Comme pour la rotonde des Valois (monument qui a inspiré tant Mansart que Le Bernin), le tombeau de Louis XIV aurait occupé l'espace central, alors que celles de ses principaux prédécesseurs (dont Saint Louis) aurait occupé, en compagnie des descendants du Roi Soleil, les chapelles satellites.
2) Le second projet, plus modeste, était constitué de quatre grandes chapelles rectangulaires disposées sur les diagonales d'un espace central octogonal. Un solide soubassement à gradins concentriques aurait racheté la forte surélévation du choeur gothique pour donner une position dominante au mausolée.
Le Bernin, Chapelle des Bourbons à Saint-Denis
Stockholm, Nationalmuseum De son côté, Mansart ne juxtapose pas, lui, des chapelles de même ampleur, mais utilise les contrastes de forme et de volume des chapelles, grandes et ovoïdes sur les axes, rondes et petites sur les diagonales.
Résultat de cette harmonieuse complexité : en élévation, ce plan extraordinaire génère une couronne de dômes de taille différentes qui gravitent autour du grand dôme central.
Mansart avait aussi proposé un plan moins ambitieux avec des chapelles satellites intégrées dans une base quadrangulaire d'où émerge un grand dôme unique.
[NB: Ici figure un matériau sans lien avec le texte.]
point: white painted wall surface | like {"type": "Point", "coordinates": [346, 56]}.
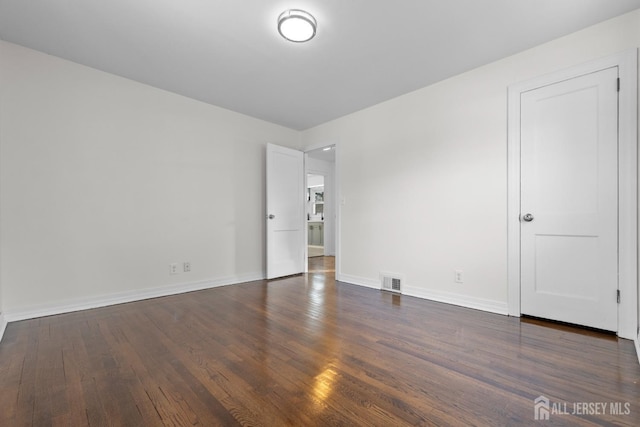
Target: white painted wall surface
{"type": "Point", "coordinates": [424, 175]}
{"type": "Point", "coordinates": [105, 182]}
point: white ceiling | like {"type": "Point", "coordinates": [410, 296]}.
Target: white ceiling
{"type": "Point", "coordinates": [229, 53]}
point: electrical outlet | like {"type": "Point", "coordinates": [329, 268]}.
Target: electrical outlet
{"type": "Point", "coordinates": [458, 276]}
{"type": "Point", "coordinates": [173, 268]}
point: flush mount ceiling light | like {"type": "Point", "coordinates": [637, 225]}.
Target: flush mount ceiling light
{"type": "Point", "coordinates": [296, 25]}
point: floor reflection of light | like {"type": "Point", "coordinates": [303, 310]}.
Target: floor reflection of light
{"type": "Point", "coordinates": [324, 383]}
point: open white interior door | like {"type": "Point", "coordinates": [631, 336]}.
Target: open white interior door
{"type": "Point", "coordinates": [285, 211]}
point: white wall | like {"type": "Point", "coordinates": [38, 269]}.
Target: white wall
{"type": "Point", "coordinates": [105, 181]}
{"type": "Point", "coordinates": [424, 175]}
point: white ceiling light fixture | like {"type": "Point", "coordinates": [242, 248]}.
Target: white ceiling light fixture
{"type": "Point", "coordinates": [297, 25]}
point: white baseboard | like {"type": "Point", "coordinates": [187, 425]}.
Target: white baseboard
{"type": "Point", "coordinates": [3, 325]}
{"type": "Point", "coordinates": [124, 297]}
{"type": "Point", "coordinates": [360, 281]}
{"type": "Point", "coordinates": [491, 306]}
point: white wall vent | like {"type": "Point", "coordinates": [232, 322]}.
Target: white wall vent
{"type": "Point", "coordinates": [391, 282]}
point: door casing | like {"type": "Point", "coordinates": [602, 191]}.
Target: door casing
{"type": "Point", "coordinates": [627, 180]}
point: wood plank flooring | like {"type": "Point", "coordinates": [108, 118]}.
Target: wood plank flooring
{"type": "Point", "coordinates": [307, 351]}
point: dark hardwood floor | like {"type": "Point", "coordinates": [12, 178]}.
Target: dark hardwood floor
{"type": "Point", "coordinates": [308, 351]}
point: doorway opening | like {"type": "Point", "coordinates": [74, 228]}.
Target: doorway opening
{"type": "Point", "coordinates": [321, 209]}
C'est l'idée qui sera reprise aux Invalides.
En tout cas, Colbert finit par écarter tous ces projets, au prétexte qu'ils devenaient trop coûteux et que l'église elle-même ne serait plus que l'accessoire de ce vaisseau.
Le Bernin proposa alors d'élever un monument pour les Bourbons à l'intérieur de la basilique !
Mansart, lui, dessine une simple chapelle funéraire à la place de la chapelle d'axe de l'église.
Et pourtant ... rien ne fut réalisé. On continue encore aujourd'hui de se demander pourquoi...
II - Une explication ??? Le mausolée de Louis XIV aurait été construit ... mais finalement aux Invalides !Cette thèse étonnante s'appuie sur les constats d'historiens de l'art des plus sérieux : il y aurait bien un mausolée "secret" de Louis XIV ... au coeur de ce monument parisien célèbre.
Le dossier se retrouve dans le n°21 de L'Estampille-L'Objet d'Art.
Je résume cette thèse.
Comment imaginer que la soif de bâtir de Louis XIV, après des projets si ingénieux, se soit arrêté là pour ce qui devait marquer sa postérité funéraire ?
C'est qu'en 1670, Louis XIV fondait l'Hôtel royal des Invalides.Libéral Bruant avait dressé les plans de l'édifice. Mais en 1676, alors que les travaux étaient en voie d'achèvement, le chantier est brusquement confié à Jules Hardouin-Mansart, auteur d'un projet grandiose s'inspirant de l'étude de son grand oncle pour la grande chapelle des Bourbons à Saint-Denis. C'est qu'Hardouin-Mansart lance la grande église dont les travaux s'échelonnent de 1677 à 1691 - mais le dôme, lui, ne fut consacré qu'en 1706.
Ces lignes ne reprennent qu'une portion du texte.